January 13, 2026pubmed logopapers

Authors

Başar KD,Gülşen İT,Kuran A,Evli C,Baydar O,Bilgir E,Çelik Ö,Bayrakdar İŞ,Orhan K

Affiliations (7)

  • Department of Oral and Maxillofacial Radiology, Faculty of Dentistry, Selçuk University, Konya, 42130, Turkey.
  • Department of Oral and Maxillofacial Radiology, Faculty of Dentistry, Alanya Alaaddin Keykubat University, Antalya, 07425, Turkey.
  • Department of Oral and Maxillofacial Radiology, Faculty of Dentistry, Kocaeli University, Kocaeli, 41190, Turkey. [email protected].
  • Department of Oral and Maxillofacial Radiology, Faculty of Dentistry, Ankara University, Ankara, 06560, Turkey.
  • Department of Oral and Maxillofacial Radiology, Faculty of Dentistry, Eskisehir Osmangazi University, Eskisehir, 26040, Turkey.
  • Department of Mathematics-Computer, Eskisehir Osmangazi University Faculty of Science, Eskisehir, 26040, Turkey.
  • Center of Research and Application for Computer-Aided Diagnosis and Treatment in Health (ESOGU-SABIT), Eskisehir Osmangazi University, Eskisehir, Turkey.

Abstract

Accurate segmentation of jaw lesions on cone beam computed tomography (CBCT) images is essential for diagnosis and treatment planning. While previous studies have investigated automated segmentation, most were limited to 2D data, and the performance of newer architectures like nnU-Net v2 remains unexamined. This study evaluated the nnU-Net v2 algorithm for 3D segmentation of jaw lesions and compared its speed to manual expert segmentation. Due to significant class imbalance in the dataset, training a single multiclass segmentation model could have led to dominance of the majority class and reduced Dice similarity coefficient (DSC) for minority classes. Therefore, three separate models were developed: the first for all benign jaw lesions (355 CBCT), the second for radicular cysts (305 CBCT), and the third for dentigerous cysts (33 CBCT). The radicular and dentigerous cyst datasets consisted of the same images used in the initial model but were additionally utilized as subsets for lesion-specific evaluation.
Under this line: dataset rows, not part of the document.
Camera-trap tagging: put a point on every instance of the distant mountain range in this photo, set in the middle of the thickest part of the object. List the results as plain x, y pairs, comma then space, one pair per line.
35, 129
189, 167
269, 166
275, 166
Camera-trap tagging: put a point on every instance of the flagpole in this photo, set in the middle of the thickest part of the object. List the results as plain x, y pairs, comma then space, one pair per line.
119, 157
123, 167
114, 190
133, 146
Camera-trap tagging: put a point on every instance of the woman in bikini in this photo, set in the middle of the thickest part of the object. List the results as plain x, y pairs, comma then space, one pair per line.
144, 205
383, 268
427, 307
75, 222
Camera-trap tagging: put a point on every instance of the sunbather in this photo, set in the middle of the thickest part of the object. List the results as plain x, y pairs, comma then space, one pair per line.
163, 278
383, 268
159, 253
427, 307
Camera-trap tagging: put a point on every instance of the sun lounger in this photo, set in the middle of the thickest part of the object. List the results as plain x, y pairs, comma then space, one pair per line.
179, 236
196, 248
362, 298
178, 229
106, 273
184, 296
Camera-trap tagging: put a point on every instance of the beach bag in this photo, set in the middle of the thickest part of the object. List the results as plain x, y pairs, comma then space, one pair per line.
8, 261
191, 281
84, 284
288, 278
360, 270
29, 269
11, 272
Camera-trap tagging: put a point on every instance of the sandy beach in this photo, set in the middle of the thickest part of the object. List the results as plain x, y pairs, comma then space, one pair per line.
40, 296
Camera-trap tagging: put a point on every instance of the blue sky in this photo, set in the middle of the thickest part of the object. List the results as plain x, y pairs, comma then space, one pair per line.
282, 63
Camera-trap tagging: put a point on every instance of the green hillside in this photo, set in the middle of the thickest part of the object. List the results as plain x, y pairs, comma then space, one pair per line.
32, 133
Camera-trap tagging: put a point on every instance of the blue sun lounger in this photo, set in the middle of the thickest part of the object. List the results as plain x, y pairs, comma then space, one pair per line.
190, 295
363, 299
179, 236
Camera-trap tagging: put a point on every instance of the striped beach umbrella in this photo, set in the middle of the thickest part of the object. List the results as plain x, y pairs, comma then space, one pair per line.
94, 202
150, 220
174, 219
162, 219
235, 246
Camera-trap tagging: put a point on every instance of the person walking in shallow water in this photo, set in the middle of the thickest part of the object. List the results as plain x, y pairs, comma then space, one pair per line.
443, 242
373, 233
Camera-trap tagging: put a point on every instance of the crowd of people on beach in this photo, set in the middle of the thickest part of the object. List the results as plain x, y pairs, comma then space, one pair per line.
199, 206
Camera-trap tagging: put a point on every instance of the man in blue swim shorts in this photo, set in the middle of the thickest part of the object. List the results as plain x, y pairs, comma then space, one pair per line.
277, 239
The models were assessed using precision, recall, and DSC, compared with expert manual segmentation time, and tested on an external dataset. DSC values were 0.70 ± 0.08, 0.70 ± 0.21, and 0.72 ± 0.04 for the benign, radicular, and dentigerous cyst models, respectively. Automated segmentation required less than 1 min, approximately 15 times faster than manual segmentation. DSC on the external dataset ranged from 0.84 to 0.87. The nnU-Net v2-based deep learning models demonstrated consistent segmentation performance across both general and lesion-specific datasets. Furthermore, these models can automatically segment lesions in seconds, providing a substantial time advantage over manual segmentation by expert clinicians.